Azhar returns home after the exile, but seeking the same motive of destruction: planning a bomb blast on a train with passengers. He kills Rathod's friend, Inspector Deepak, and is on the loose. Rathod learns that Azhar is none other than Amjad's younger brother, Munna and arrests Amjad. Azhar calls Rathod at the Bandra Terminus, where he has kept passengers as hostages. He asks to make a deal to release Masood and Amjad and demands a helicopter for escaping to Pakistan.

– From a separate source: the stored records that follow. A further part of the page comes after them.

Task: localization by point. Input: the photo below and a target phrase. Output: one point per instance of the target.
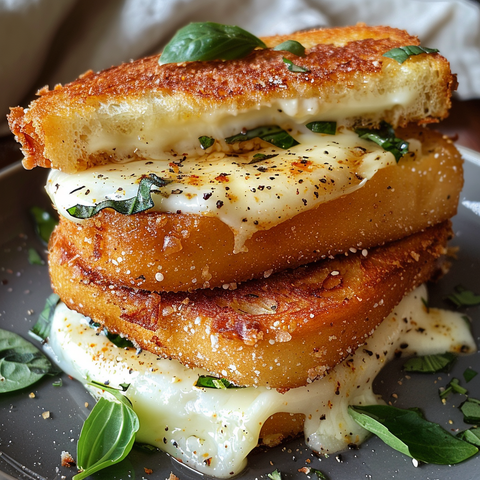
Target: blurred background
(46, 42)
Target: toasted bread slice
(284, 331)
(141, 109)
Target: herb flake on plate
(203, 41)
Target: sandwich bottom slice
(302, 327)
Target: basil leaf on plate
(141, 202)
(462, 297)
(107, 435)
(207, 381)
(41, 329)
(411, 434)
(44, 223)
(330, 128)
(21, 363)
(270, 133)
(292, 67)
(385, 137)
(401, 54)
(203, 41)
(291, 46)
(430, 363)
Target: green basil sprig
(330, 128)
(207, 381)
(291, 46)
(21, 363)
(107, 435)
(401, 54)
(292, 67)
(385, 137)
(44, 223)
(411, 434)
(41, 329)
(270, 133)
(430, 363)
(202, 41)
(141, 202)
(462, 297)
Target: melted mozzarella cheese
(214, 430)
(245, 193)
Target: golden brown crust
(191, 252)
(54, 130)
(283, 331)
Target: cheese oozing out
(244, 191)
(213, 430)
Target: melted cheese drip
(214, 430)
(246, 194)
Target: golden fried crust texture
(283, 331)
(178, 252)
(55, 130)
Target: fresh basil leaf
(143, 201)
(291, 46)
(34, 257)
(292, 67)
(462, 297)
(409, 433)
(41, 329)
(203, 41)
(472, 435)
(385, 137)
(330, 128)
(206, 142)
(207, 381)
(469, 374)
(401, 54)
(471, 410)
(21, 363)
(259, 157)
(107, 437)
(275, 475)
(270, 133)
(430, 363)
(44, 223)
(452, 387)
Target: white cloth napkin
(45, 42)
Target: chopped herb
(206, 142)
(21, 363)
(291, 46)
(385, 137)
(430, 363)
(271, 133)
(292, 67)
(203, 41)
(275, 475)
(462, 297)
(41, 329)
(44, 223)
(330, 128)
(452, 387)
(34, 257)
(259, 157)
(472, 435)
(401, 54)
(469, 374)
(411, 434)
(471, 410)
(143, 201)
(207, 381)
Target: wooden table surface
(463, 124)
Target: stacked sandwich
(255, 217)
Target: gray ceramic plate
(37, 443)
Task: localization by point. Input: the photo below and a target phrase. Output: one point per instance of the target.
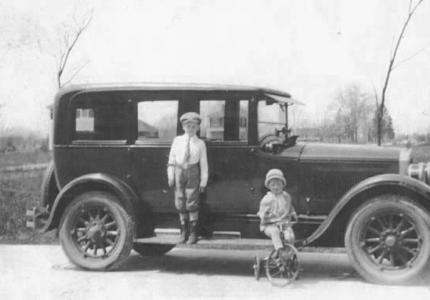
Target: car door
(232, 186)
(156, 125)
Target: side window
(224, 120)
(212, 113)
(157, 120)
(101, 121)
(84, 120)
(243, 120)
(270, 117)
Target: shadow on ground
(315, 266)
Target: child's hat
(190, 117)
(272, 174)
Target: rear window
(157, 120)
(100, 120)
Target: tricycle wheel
(282, 267)
(257, 267)
(96, 232)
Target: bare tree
(352, 113)
(380, 109)
(70, 39)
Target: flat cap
(190, 117)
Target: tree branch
(409, 58)
(65, 56)
(411, 11)
(75, 73)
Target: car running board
(219, 240)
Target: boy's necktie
(187, 153)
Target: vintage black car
(106, 190)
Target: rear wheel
(96, 232)
(152, 249)
(388, 239)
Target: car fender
(95, 181)
(352, 197)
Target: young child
(188, 171)
(276, 208)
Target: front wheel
(96, 232)
(388, 239)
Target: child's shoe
(192, 239)
(184, 233)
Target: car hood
(342, 152)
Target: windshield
(271, 116)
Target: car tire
(96, 232)
(388, 239)
(152, 249)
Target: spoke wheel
(96, 232)
(388, 240)
(283, 268)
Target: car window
(212, 113)
(270, 117)
(243, 120)
(101, 121)
(157, 120)
(224, 120)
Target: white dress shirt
(197, 155)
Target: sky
(311, 49)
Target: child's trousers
(274, 233)
(187, 182)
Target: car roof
(155, 86)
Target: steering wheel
(269, 142)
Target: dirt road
(43, 272)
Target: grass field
(421, 153)
(19, 191)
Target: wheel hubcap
(391, 240)
(95, 232)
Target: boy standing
(188, 171)
(276, 208)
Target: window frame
(86, 100)
(230, 98)
(156, 141)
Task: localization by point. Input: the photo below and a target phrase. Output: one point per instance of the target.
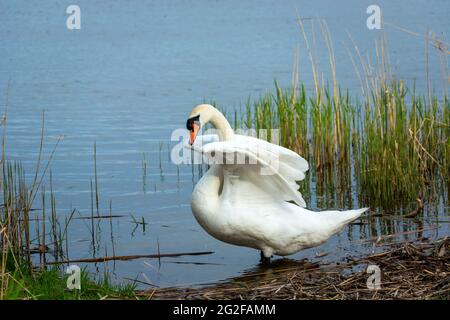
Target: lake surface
(131, 75)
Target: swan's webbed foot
(263, 259)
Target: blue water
(130, 76)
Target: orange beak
(193, 133)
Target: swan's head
(199, 116)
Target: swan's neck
(222, 126)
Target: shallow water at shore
(130, 76)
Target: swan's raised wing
(291, 166)
(255, 169)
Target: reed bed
(390, 146)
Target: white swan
(246, 204)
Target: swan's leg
(263, 259)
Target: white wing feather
(277, 168)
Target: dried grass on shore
(409, 271)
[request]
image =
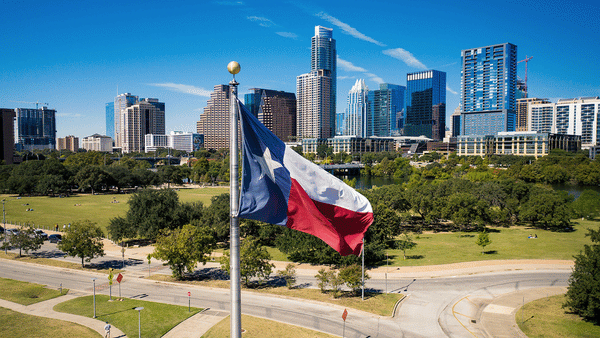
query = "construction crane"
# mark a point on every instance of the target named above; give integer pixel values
(526, 60)
(37, 104)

Rathod goes according to the plan and reaches the station, where a horrified Amjad learns that his brother is a terrorist. Amjad pleads with Azhar to leave the innocent people, but the latter denies by naming his actions as jihad. A fight ensues during an explosion at the station, which kills Azhar's men. Just when Azhar and Masood try to attack Rathod and Amjad, both shoot them down. Rathod condoles Amjad, to which the latter refuses and disowns Azhar instead, stating that any person who kills innocent people in the name of religion should be gunned down. At the end, Rathod, Amjad, and Avinash, along with the hostages, return from the ambush.

==Soundtrack==

Songs
| No. | Title | Playback | Length |
|---|---|---|---|
| 1. | "Chunri" | Alka Yagnik, Udit Narayan |  |
| 2. | "Chunri" (Instrumental) | – |  |
| 3. | "Is Tarah Deewane" | Kunal Ganjawala, Sunidhi Chauhan |  |
| 4. | "Khwahish" | Alka Yagnik, Sonu Nigam |  |
| 5. | "Rabba Mere Rabba" | Alka Yagnik, Udit Narayan |  |
| 6. | "Rabba Mere Rabba" (Sad) | Alka Yagnik |  |
| 7. | "Rain Rain" | Shaan, Sunidhi Chauhan |  |

==Critical reception==
Sumit Bhattacharya from Rediff criticised the film, stating, "Insan could be good for you. If you suffer from depression, or are traumatised, or suffer from insomnia".